I've got an optional-like class (I can't use optional since it's in C++17). It contains a (possible) value along with a flag indicating if it's valid. I've got an explicit bool operator and a conversion operator to get the value out. The problem is, sometimes C++ will choose the bool operator in an explicitly bool context (an if statement), and other times it won't. Can anyone help me understand this behavior:

#include <algorithm>
#include <stdexcept>

template <typename T>
struct maybe {
    maybe()        : valid_(false) {}
    maybe(T value) : valid_(true)  { new (&value_) T(value); }

    operator T&&() {
        return std::move(value());
    }

    explicit operator bool() const {
        return valid_;
    }

    T& value() {
        if (!valid_) {
            throw std::runtime_error("boom");
        }
        return value_;
    }

private:
    union {
        T value_;
    };
    bool valid_;
};


int main() {
    // fine, uses operator bool()
    maybe<std::pair<int,int>> m0;
    if (m0) {
        std::pair<int,int> p = m0;
        (void)p;
    }

    // throws error, uses operator T&&()
    maybe<double> m1;
    if (m1) {
        double p = m1;
        (void)p;
    }
}

I am not sure if this is the case, but I suspect it being related to the fact, that any integral value can be used in the boolean context (where zero is consider to be false, and anything but zero, is considered to be false), hence, `double` can be used in such a context, due to being integral, while `pair` cannot, to not being integral value. — Algirdas Preidžius, Aug 01 '18 at 16:13
Amended: `if (static_cast(m1))` still converts to `double` live: https://godbolt.org/g/WFaZk8 This surprised me — Richard Critten, Aug 01 '18 at 16:15
@SeanMcAllister As a side note: why do you have a union with only one member? Is there some deeper meaning to this? — freakish, Aug 01 '18 at 16:32
@freakish A union like that will provide properly aligned and sized space for the types it holds, but won't initialize them. That lets me use placement new and not require default constructibility. — gct, Aug 01 '18 at 17:39
@SeanMcAllister `if (0.0) { /*Something*/ }` compiled fine for me, on ideone, so I guess that it is, at least, valid in such a context. I am not certain if my wording is correct, or my thought process is correct, hence why I didn't write an answer.. — Algirdas Preidžius, Aug 01 '18 at 18:21

score 4 · Accepted Answer · answered Aug 01 '18 at 16:16

Whenever you write:

if (x)

That is equivalent to having written:

bool __flag(x);
if (__flag)

This is called a contextual conversion to bool (note that it's direct-initialization, so the explicit conversion function is a candidate).

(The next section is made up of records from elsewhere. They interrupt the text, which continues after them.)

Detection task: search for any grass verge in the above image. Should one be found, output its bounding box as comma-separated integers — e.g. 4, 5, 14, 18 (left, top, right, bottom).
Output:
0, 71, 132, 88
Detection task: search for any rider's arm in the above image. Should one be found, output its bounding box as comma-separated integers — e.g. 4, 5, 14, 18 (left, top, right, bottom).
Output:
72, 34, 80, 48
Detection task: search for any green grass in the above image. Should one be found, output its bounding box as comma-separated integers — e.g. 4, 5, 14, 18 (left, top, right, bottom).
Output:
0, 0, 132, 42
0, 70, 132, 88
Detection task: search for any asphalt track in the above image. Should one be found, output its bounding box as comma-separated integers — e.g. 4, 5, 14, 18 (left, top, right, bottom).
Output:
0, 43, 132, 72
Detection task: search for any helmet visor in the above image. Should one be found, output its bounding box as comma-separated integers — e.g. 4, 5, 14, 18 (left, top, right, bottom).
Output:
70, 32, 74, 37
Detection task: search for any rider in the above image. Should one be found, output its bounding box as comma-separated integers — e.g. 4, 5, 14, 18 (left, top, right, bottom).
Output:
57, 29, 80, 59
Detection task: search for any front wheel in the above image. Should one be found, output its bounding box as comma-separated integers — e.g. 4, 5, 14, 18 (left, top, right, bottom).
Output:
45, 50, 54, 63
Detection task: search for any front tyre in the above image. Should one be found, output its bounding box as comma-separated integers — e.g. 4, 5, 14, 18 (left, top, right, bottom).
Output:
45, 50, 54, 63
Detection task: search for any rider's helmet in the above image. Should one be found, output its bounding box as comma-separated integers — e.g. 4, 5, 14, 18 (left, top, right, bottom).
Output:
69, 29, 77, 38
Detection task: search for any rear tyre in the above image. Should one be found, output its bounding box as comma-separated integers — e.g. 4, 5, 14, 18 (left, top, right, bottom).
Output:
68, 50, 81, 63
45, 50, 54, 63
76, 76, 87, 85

When we do overload resolution on that construction for m0, there's only one valid candidate: explicit operator bool() const.

But when we do overload resolution on that construction for m1, there are two: explicit operator bool() const and operator double&&(), because double is convertible to bool. The latter is a better match because of the extra const qualification on the bool conversion function, even though we have to do an extra double conversion. Hence, it wins.

Would simply remove operator T&&() from your interface, as it doesn't make much sense for this type.

YSC · Answer 2 · 2018-08-01T16:27:21.653

1

As soon as T is convertible to bool (double is, std::pair is not) your two operators will match and you'll get an ambiguous call, or one may be a better match for some reason.

You should only provide one of the two operators, not both.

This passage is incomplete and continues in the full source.